Dia juga melihat gejala penurunan perhatian masyarakat terhadap Bahasa Indonesia, terlihat dari penggunaan bahasa asing atau bahasa yang bercampur aduk pada papan-papan informasi serta pemakaian kata serapan asal adopsi seperti "selebrasi" dari "celebration" meskipun ada kata "perayaan'.
Ia mengatakan upaya perbaikan penggunaan bahasa bisa dilakukan lewat gerakan disiplin nasional seperti yang pernah dilakukan tahun 1995, yang juga meliputi gerakan disiplin berbahasa.
Para ahli bahasa pun, menurut dia, sudah berkumpul untuk mengeluarkan pedoman-pedoman kebahasaan dan menyampaikan hasilnya kepada masyarakat melalui penerbitan kamus-kamus istilah dan pedoman berbahasa Indonesia dengan baik dan benar.
"Masyarakat mau mengikuti. Ini contoh yang baik. Masyarakat membutuhkan panutan," katanya.
Menjaga bersama
Untung juga melihat kecenderungan anak-anak muda menganggap sama ragam bahasa tulisan dan lisan, yang sebenarnya berbeda dalam aspek pilihan kata, struktur maupun gaya berbahasa.
"Jika dikaitkan dengan fungsi bahasa, anak muda cenderung menggunakan bahasa dalam fungsi mengekspresikan diri: yang penting gagasan sudah disampaikan, tanpa memperhatikan cara-cara berkomunikasi yang berbeda antara situasi bersemuka dan situasi tidak langsung melalui bahasa tulis," katanya.

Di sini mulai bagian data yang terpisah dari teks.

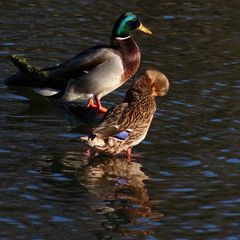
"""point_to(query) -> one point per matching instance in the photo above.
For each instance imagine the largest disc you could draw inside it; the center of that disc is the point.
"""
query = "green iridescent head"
(126, 23)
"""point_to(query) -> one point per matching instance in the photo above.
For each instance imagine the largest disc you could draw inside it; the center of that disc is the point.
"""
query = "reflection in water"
(119, 192)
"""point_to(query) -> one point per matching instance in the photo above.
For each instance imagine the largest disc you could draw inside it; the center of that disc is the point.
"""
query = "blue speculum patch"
(123, 135)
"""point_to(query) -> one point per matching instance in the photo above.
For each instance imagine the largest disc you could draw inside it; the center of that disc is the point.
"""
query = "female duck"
(127, 124)
(92, 73)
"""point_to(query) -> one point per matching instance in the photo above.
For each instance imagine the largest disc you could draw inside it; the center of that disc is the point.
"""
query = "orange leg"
(88, 153)
(97, 106)
(128, 153)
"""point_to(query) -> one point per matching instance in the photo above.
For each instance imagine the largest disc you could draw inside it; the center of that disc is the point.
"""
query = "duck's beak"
(144, 29)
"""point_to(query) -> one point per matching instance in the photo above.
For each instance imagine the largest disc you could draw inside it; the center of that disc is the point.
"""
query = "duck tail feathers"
(28, 75)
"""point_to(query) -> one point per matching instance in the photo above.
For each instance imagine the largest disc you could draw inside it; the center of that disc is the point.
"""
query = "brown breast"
(130, 55)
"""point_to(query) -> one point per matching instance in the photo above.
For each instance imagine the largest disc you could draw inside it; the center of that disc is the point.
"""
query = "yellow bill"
(144, 29)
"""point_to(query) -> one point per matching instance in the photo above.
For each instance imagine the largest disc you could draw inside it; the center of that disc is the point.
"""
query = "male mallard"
(127, 124)
(92, 73)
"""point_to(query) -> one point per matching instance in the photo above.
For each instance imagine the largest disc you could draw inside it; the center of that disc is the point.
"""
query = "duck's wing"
(118, 120)
(81, 63)
(57, 76)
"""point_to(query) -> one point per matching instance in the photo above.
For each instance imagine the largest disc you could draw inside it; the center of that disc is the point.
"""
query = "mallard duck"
(91, 74)
(127, 124)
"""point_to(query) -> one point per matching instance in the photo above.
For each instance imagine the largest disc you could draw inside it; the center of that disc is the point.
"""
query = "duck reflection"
(120, 195)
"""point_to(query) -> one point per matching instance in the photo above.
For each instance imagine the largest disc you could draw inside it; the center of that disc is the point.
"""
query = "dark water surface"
(184, 182)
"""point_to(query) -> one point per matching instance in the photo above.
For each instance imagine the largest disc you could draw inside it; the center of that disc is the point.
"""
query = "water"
(184, 181)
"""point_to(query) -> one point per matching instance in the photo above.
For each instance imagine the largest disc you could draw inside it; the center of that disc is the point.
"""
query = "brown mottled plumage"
(127, 124)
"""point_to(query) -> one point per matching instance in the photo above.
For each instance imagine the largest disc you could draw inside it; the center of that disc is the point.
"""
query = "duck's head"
(150, 83)
(158, 82)
(126, 23)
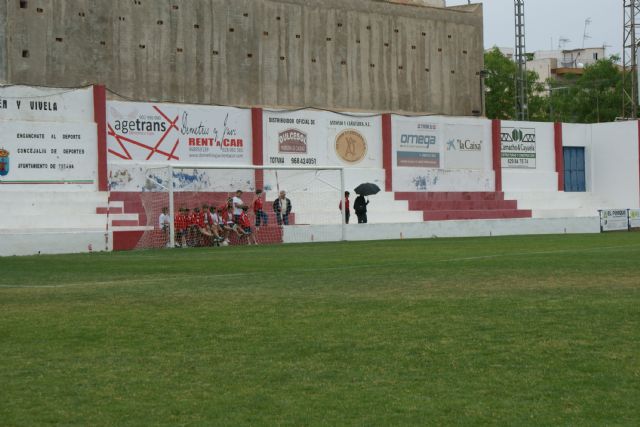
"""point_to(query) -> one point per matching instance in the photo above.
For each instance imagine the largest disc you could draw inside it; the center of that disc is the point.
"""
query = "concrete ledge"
(471, 228)
(53, 242)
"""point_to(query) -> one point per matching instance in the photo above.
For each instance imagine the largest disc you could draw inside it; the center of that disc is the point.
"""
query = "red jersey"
(193, 218)
(244, 220)
(199, 219)
(257, 204)
(180, 221)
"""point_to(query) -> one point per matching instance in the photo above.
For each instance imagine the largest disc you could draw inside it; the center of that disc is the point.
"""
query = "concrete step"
(443, 205)
(565, 213)
(53, 241)
(476, 214)
(450, 196)
(52, 221)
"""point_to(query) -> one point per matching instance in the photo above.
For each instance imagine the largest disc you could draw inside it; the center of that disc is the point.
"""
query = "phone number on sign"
(303, 161)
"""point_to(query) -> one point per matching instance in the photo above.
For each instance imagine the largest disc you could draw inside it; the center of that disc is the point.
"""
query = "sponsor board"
(416, 143)
(614, 219)
(518, 147)
(320, 138)
(48, 153)
(293, 138)
(46, 104)
(634, 218)
(174, 133)
(351, 146)
(292, 141)
(464, 146)
(417, 159)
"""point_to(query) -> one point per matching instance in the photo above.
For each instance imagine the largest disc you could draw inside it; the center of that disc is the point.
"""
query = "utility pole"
(630, 60)
(522, 111)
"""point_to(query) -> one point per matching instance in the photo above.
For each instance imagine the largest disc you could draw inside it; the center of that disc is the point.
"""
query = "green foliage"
(538, 330)
(595, 96)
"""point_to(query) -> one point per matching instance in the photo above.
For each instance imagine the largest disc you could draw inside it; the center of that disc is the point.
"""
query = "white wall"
(615, 163)
(537, 175)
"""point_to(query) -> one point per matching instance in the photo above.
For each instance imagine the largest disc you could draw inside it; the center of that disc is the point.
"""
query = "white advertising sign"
(48, 154)
(318, 138)
(175, 133)
(295, 138)
(464, 146)
(634, 218)
(354, 141)
(46, 104)
(416, 143)
(614, 219)
(518, 147)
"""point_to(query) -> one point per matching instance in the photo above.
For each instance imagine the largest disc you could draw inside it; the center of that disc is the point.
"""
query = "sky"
(547, 21)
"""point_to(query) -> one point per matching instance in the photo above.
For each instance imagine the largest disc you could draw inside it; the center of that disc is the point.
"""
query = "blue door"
(574, 177)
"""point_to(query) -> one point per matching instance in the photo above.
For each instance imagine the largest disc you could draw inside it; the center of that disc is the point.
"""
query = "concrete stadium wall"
(335, 54)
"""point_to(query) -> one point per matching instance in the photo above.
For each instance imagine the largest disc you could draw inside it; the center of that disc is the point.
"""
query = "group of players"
(212, 226)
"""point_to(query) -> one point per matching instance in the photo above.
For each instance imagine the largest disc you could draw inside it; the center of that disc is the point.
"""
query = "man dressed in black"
(282, 208)
(360, 206)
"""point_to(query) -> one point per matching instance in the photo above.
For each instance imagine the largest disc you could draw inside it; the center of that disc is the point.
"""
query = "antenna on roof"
(586, 35)
(562, 42)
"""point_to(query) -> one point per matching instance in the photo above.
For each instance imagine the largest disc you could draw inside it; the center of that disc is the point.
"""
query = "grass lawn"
(536, 330)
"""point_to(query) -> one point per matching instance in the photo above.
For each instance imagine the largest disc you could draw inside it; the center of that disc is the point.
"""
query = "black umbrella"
(367, 189)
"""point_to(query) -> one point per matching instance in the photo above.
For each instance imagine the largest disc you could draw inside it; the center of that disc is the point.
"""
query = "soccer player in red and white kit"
(245, 224)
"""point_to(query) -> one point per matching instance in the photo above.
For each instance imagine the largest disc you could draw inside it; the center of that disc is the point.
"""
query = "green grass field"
(537, 330)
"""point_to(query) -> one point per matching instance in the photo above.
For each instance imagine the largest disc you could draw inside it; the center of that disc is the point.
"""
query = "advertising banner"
(354, 140)
(46, 104)
(417, 143)
(614, 219)
(464, 146)
(318, 138)
(295, 138)
(48, 154)
(634, 218)
(174, 133)
(518, 146)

Generasi muda, menurut dia, perlu menjaga semangat Sumpah Pemuda, semangat untuk bersikap positif kepada Bahasa Indonesia.
"Jika kita lebih mencintai bahasa asing daripada Bahasa Indonesia, itu berarti kita tidak bersikap positif kepada Bahasa Indonesia," katanya.

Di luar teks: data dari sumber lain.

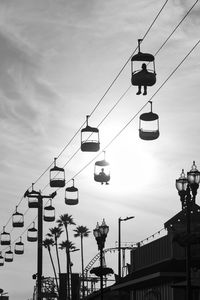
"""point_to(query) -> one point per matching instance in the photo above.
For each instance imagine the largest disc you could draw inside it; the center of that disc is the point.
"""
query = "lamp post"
(40, 197)
(119, 242)
(100, 234)
(187, 189)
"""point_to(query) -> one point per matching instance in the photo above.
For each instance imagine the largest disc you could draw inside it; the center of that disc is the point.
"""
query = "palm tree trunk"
(68, 264)
(58, 259)
(54, 269)
(82, 263)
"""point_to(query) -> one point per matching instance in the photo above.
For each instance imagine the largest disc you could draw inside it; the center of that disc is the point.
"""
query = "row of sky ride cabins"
(158, 269)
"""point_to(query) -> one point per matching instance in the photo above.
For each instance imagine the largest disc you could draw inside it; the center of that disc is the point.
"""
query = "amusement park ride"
(141, 76)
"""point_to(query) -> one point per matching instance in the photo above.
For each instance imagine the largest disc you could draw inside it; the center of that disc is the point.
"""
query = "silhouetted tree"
(48, 243)
(55, 233)
(82, 231)
(64, 221)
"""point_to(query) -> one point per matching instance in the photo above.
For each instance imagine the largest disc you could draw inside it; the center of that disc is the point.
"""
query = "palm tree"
(55, 233)
(47, 243)
(82, 231)
(66, 220)
(68, 246)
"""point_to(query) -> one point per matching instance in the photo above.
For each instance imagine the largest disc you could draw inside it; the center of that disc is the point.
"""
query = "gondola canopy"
(71, 195)
(90, 138)
(5, 238)
(32, 234)
(19, 247)
(143, 69)
(49, 213)
(17, 219)
(57, 176)
(149, 125)
(102, 171)
(9, 255)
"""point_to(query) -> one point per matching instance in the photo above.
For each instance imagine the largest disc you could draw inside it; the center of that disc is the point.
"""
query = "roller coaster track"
(97, 256)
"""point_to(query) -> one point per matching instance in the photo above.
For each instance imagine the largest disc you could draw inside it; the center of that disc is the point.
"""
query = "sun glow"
(131, 167)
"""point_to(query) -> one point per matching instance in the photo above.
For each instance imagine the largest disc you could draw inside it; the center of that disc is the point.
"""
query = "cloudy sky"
(57, 60)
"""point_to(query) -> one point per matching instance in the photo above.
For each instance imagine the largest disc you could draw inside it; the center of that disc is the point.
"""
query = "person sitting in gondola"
(103, 176)
(143, 72)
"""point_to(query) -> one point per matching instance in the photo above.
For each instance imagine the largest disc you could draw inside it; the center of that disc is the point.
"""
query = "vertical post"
(39, 254)
(119, 248)
(101, 277)
(188, 247)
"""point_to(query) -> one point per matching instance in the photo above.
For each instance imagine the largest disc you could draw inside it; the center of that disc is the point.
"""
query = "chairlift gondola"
(32, 197)
(1, 259)
(17, 219)
(5, 238)
(57, 176)
(149, 125)
(90, 138)
(32, 234)
(19, 247)
(71, 195)
(102, 171)
(49, 213)
(142, 76)
(9, 255)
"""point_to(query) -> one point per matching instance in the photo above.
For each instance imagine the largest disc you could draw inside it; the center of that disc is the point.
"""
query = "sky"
(57, 60)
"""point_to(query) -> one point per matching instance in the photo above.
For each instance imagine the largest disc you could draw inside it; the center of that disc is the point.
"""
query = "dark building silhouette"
(158, 268)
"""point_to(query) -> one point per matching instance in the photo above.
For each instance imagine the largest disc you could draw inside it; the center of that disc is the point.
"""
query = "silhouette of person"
(143, 71)
(103, 176)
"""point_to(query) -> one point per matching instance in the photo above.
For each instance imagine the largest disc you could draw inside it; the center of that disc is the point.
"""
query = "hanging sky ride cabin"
(71, 195)
(17, 219)
(90, 138)
(32, 234)
(57, 176)
(149, 125)
(49, 213)
(9, 255)
(19, 247)
(1, 260)
(143, 76)
(102, 171)
(5, 238)
(32, 198)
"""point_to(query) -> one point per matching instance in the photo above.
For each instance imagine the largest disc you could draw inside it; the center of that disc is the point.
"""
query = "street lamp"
(100, 234)
(187, 189)
(119, 242)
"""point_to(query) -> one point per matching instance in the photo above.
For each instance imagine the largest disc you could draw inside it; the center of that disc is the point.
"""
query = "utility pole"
(40, 197)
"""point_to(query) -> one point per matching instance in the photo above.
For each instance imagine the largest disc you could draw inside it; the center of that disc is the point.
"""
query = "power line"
(116, 105)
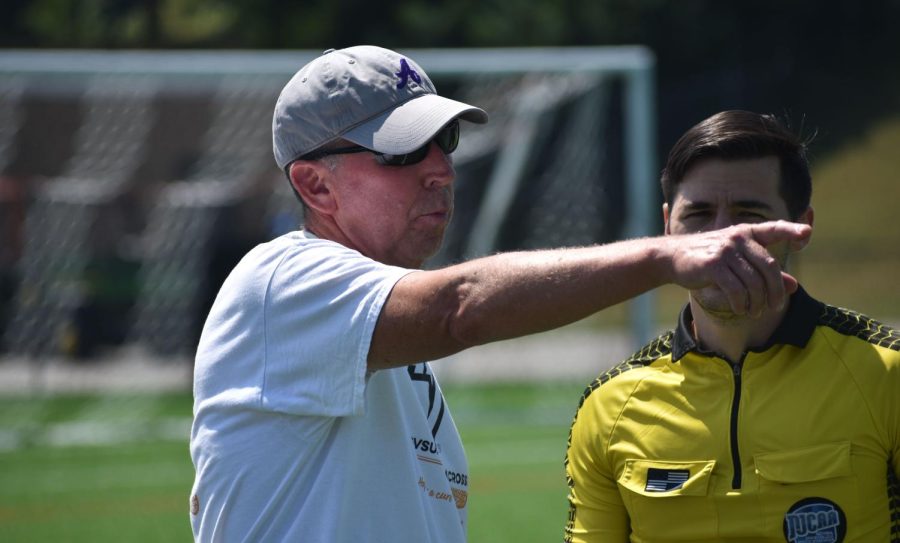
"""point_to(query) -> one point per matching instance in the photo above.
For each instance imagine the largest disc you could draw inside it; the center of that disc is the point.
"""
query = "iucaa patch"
(815, 520)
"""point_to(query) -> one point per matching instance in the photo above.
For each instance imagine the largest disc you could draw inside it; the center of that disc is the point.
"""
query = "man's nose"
(439, 166)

"Kita menggunakan Bahasa Indonesia karena kita mempunyai identitas sebagai bagian dari bangsa Indonesia," kata pengajar mata kuliah penyuntingan itu.
Ia mengatakan pendidikan merupakan kunci untuk mengembangkan sikap bahasa yang positif.
Pendidikan yang mengarahkan siswa untuk berpikir kritis dengan membaca, menulis dan menyampaikan gagasannya akan membuat siswa tahu kapan harus menggunakan bahasa yang benar, kata dia.